Tribal Council Office
Tuesday, January 22, 2013
6:00 p.m.
Wilda Marston Theatre
Further meetings will be scheduled as follows:
January/February 2013
Quinhagak • Kipnuk • Nunapitchuk • Akiak
February 2013
Toksook Bay • Hooper Bay • Emmonak • Saint Mary’s
March 2013
Holy Cross • McGrath

What are your thoughts on the Donlin Gold Project? Do you plan on attending the scoping meeting to voice your concerns/comments?  Comment below to share your thoughts!

Interim Results from BLM Conducted Fish Tissue Study

December 28, 2012

The George River

On December 20, 2012 BLM issued an interim report entitled “Mercury, Arsenic, and Antimony in Aquatic Biota from the Middle Kuskokwim River Region, Alaska, 2010-2011”.

Since 2010, the BLM and ADF&G have collected fish tissue samples from the Kuksokwim River and 17 of its tributaries, covering 730 miles of stream from McGrath to Aniak.  Over 1200 fish from the area were sampled, 570 of which were tagged with radio transmitters. Their movements will continue to be tracked over the next 1-2 years.  The tracking data will show the amount of time fish spend in specifc areas and allow the identification of areas that may contribute to elevated metals in fish within the study area.  

The interim report summarizes results and interpretation of mercury, arsenic, and antimony concentrations in fish and aquatic insects collected.  

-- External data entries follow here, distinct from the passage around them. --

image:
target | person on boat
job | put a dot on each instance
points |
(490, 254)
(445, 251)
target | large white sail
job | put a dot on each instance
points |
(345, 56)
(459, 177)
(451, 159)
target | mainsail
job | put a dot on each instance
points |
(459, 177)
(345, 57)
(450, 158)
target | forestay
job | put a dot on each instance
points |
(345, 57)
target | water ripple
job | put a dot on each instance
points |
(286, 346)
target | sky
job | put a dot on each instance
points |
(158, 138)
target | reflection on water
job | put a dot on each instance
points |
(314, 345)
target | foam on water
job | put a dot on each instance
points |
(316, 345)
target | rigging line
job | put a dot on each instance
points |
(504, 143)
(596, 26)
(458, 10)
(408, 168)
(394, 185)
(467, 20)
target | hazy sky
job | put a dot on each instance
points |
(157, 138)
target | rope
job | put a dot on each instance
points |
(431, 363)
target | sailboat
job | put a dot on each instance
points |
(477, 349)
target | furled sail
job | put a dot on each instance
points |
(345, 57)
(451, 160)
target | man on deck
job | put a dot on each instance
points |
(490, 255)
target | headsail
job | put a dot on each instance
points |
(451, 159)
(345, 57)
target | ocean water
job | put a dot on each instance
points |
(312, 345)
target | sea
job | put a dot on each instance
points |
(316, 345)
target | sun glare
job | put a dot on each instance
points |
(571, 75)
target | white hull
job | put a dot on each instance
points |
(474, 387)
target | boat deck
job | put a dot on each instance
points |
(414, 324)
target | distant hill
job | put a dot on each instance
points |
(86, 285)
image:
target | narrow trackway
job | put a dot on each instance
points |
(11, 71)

In the summary located in the interim report, the following items are noted:

Most sampled fish were those favored by subsistence users, and other fish and insects were sampled to be representative of different places on the food chain.  Salmon were not sampled, due to the fact that they spend a good portion of their lives in the ocean.

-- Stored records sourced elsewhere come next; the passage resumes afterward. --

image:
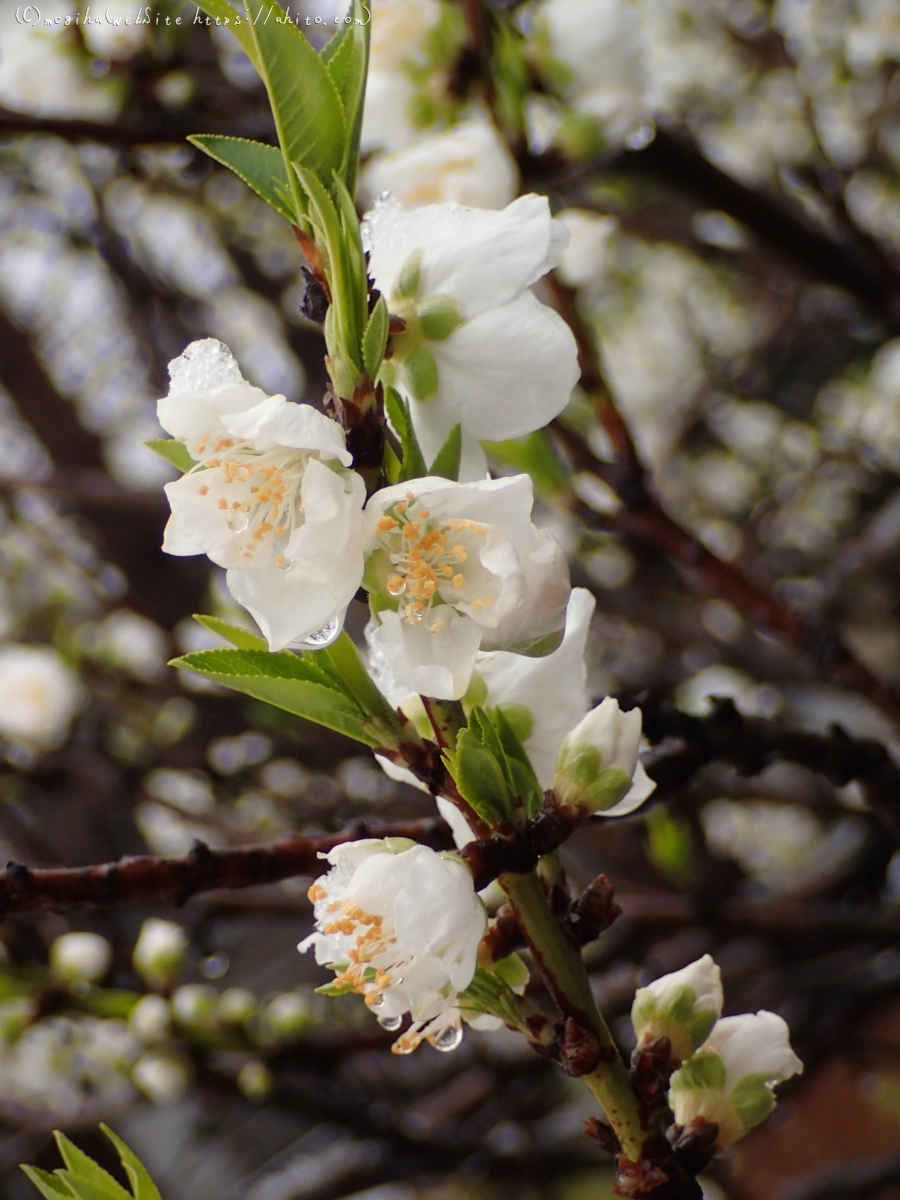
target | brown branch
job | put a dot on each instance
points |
(642, 517)
(751, 743)
(175, 880)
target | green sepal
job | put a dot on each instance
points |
(240, 637)
(413, 466)
(173, 451)
(449, 456)
(261, 167)
(375, 340)
(289, 683)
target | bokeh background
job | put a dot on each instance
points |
(729, 173)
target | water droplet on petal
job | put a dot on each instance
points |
(324, 636)
(448, 1039)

Small fish (slimy sculpin, juvenile Dolly Varden and juvenile Arctic grayling) and insects from Red Devil and Cinnabar Creeks had significantly higher mercury concentrations than the same fish from other tributaries.  These levels exceeded “harmful levels” when compared to known harmful levels for fish.

Northern pike, burbot, and Arctic grayling had variable mercury levels across the entire Kuskokwim River area.

Northern pike from the George River had significantly higher mercury concentrations compared to other pike (the upcoming tracking results should give more indication of the reason for this elevation).

Total arsenic and antimony concentrations were higher in fish and insects collected from Red Devil Creek as compared to all other Tributaries.  

Results to date indicate that there is “a measurable and biologically significant elevation of mercury” in fish and insects in Red Devil Creek, and it is noted that similar levels are found near other abandoned mines in the middle Kuskokwim River watershed (Cinnabar Creek, located in the upper Holitna Drainage, on the George River).